Plus tard, j’ai compris que cette évidence relevait de l’être, non de l’engagement. Elle était un fait, non un choix. C’est en ce sens que je me suis reconnu dans cette phrase de Ben Gourion : « Je suis d’abord juif, et ensuite israélien. » Non comme l’affirmation d’une hiérarchie, mais comme la reconnaissance d’un ordre plus profond.

Mon souvenir le plus ancien appartient à cet ordre-là, à ce qui s’impose avant la compréhension. Je n’en garde pas une image précise, mais la sensation qu’un changement silencieux traversait les adultes. Il était question d’Israël comme d’une évidence qui revenait au monde. Je ne comprenais rien, bien sûr. Mais quelque chose s’est inscrit. Avant même de savoir ce qu’était un pays, je savais qu’il existait pour nous.

Longtemps, je n’ai pas interrogé ce point d’origine. Il allait de soi. Ce n’est que plus tard qu’est apparue la nécessité de comprendre d’où je parlais : de nommer ce lieu intérieur depuis lequel je regardais le monde, agissais, résistais parfois sans savoir à quoi.

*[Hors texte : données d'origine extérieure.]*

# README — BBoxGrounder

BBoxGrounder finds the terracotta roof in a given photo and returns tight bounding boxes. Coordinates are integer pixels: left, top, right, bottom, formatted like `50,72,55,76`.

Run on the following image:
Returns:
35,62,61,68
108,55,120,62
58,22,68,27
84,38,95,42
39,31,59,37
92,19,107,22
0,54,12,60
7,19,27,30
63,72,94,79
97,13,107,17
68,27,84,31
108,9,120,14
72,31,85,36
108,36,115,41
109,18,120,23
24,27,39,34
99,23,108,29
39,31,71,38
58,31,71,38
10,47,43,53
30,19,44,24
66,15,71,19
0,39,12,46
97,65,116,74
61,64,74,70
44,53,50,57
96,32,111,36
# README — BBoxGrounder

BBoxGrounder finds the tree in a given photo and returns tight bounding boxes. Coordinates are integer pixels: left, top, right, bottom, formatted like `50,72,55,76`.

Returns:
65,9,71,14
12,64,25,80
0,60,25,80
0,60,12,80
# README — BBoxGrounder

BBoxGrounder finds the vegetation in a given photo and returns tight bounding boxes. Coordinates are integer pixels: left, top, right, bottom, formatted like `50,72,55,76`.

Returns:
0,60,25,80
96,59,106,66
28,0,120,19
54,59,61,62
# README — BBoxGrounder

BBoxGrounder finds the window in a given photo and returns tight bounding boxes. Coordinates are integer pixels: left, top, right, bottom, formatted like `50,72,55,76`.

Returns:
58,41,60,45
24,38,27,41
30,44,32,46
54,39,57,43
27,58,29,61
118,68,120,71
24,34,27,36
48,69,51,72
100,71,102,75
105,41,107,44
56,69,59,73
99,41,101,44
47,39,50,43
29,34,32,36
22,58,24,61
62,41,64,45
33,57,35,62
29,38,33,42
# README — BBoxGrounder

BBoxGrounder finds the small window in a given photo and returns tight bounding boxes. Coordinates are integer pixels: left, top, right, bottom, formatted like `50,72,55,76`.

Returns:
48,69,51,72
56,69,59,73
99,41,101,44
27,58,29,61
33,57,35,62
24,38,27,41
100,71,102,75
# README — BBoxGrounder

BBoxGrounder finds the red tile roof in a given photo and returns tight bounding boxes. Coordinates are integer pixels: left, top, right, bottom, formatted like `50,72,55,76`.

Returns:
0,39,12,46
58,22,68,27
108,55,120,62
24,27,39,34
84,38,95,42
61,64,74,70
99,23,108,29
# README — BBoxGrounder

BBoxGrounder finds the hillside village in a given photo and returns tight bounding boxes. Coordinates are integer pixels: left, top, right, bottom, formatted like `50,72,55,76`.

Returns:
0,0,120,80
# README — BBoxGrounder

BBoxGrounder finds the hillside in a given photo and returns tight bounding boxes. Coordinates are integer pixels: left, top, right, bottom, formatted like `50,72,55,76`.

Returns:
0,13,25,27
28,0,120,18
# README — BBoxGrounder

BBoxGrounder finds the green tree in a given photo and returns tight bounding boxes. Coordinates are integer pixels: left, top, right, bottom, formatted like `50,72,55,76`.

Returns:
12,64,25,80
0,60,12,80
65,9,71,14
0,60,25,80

J’ai grandi à Anvers, dans une ville où la vie juive était dense, organisée, vivante, mais tenue à distance du monde environnant. Non par hostilité, mais par une forme d’écart presque naturel. Nous vivions dans une Belgique prospère, mais comme dans un lieu de passage. Installés sans jamais être enracinés. Chez soi, sans coïncider avec le lieu.

Cette manière d’être ne venait pas de nulle part. Elle prolongeait une histoire longue. Mes parents, mes ancêtres, avaient vécu pendant des siècles en Pologne, dans ces communautés — les shtetl — qui formaient des mondes clos, rigoureusement structurés. Insérés dans la société sans jamais s’y dissoudre. Même après des générations, ils n’étaient pas vraiment polonais, quand bien même la génération de mes parents en avait intégré la langue et les codes. Ils étaient considérés comme un peuple distinct par leurs amis comme par leurs ennemis[1], selon la formule de Hannah Arendt. Cette façon d’habiter un lieu sans s’y perdre a traversé le temps. À Anvers, nous en répétions les gestes. L’altérité n’était pas vécue comme un manque : c’était une manière d’habiter le monde.

Tout se faisait à l’intérieur de la communauté : écoles, mouvements de jeunesse, sport, travail. On passait d’un espace à l’autre sans jamais quitter le monde familier. La diaspora savait produire des formes de vie cohérentes, riches, signifiantes. Mais cette cohérence avait son envers : l’histoire — la grande histoire — se déroulait ailleurs. Elle concernait les autres.

À Anvers, on apprenait à vivre juif. À reconnaître les rythmes du temps, les gestes qui reviennent, les récits transmis. Le judaïsme était une langue commune, une mémoire active, une manière d’habiter le temps ensemble.

Je n’ai jamais eu la foi. À la synagogue, enfant, je ne partageais pas l’adhésion des fidèles. Leurs prières exprimaient une certitude qui m’était étrangère. Je ne la contestais pas ; je la constatais. Cet athéisme n’a pourtant jamais fissuré mon identité juive.

C’est précisément ce cadre qui m’a permis d’être pleinement dedans sans jamais croire. Les récits bibliques se sont déposés en moi comme se déposent les grandes œuvres : non comme des vérités, mais comme des structures de sens. Je participais là où d’autres adhéraient. J’étais présent là où d’autres priaient. Être saisi par le sublime sans se soumettre, bouleversé sans être captif.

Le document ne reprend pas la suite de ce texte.